Happy Friday, everyone!
I felt as the marketing campaign is still doing so well and the launch for Zero (my first ever science fiction novel) at Fantasticon SciFi & Fantasy convention on Aug 16th is looming ever closer, it was high time to post an extract.
It took a little while but I settled on a section that has action, dialogue and drama but contains no spoilers and doesn’t need much background explination.
This is your chance to get a feel for the tone, characters and story. I hope you like what you find! If you do, you can pre-order signed copies through the marketing campaign as well as ebook bundles with exclusive bonus material!
General release for paperback and ebook on Amazon will be August 16th, same day as the book launch!

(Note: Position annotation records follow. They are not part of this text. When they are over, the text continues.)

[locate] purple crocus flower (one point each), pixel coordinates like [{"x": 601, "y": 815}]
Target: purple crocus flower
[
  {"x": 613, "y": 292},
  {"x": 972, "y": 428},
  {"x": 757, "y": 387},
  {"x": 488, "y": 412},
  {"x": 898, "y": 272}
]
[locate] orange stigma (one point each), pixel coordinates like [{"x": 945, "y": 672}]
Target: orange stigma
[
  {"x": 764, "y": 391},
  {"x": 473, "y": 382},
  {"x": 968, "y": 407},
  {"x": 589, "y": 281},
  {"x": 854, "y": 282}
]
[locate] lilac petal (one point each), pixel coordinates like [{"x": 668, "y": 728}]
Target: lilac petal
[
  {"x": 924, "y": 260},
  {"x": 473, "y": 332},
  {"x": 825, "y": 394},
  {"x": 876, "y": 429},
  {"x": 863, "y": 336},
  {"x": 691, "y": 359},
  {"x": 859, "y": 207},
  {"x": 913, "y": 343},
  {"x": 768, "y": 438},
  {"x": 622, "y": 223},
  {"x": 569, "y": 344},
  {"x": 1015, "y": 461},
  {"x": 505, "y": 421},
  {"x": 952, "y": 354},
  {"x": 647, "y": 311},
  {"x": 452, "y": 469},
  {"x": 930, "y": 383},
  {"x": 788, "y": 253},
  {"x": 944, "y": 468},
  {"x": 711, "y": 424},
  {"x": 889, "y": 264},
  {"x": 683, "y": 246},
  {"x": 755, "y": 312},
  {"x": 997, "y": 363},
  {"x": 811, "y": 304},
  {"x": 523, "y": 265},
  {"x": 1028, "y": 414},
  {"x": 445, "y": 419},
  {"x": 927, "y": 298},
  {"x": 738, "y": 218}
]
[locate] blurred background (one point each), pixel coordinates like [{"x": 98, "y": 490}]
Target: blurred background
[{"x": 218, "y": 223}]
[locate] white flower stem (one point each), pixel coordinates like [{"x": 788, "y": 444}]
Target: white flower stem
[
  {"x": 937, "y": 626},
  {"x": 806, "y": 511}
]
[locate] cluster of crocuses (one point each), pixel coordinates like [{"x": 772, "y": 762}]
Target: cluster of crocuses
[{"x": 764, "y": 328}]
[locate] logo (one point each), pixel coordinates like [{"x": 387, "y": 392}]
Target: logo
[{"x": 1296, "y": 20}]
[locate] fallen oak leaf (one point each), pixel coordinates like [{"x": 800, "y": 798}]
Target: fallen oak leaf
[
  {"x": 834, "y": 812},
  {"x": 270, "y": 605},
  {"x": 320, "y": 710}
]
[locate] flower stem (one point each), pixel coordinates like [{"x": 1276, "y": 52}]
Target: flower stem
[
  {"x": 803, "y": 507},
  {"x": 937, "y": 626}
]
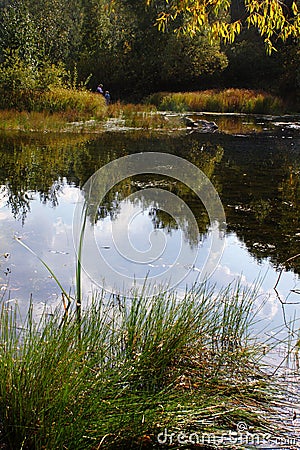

Oh, and it is now also on Goodreads should you wish to add it to your to-read lists :D
All you need to know about the build up to this bit of story is that the protagonist, Captain Hugo and his commander, Ezekial Webb, have been assigned a mission to break up a ring of terrorists-for-hire called the Splinters based on a space-bound colony called Lunar 1. They have found the ringleaders, Armin, Broenan, Ankle and Marlowe and have been joined by freelance smuggler Marilyn Harvey, who has her own agenda with the underground organisation.
(Warning: contains violence and adult language, oo-er)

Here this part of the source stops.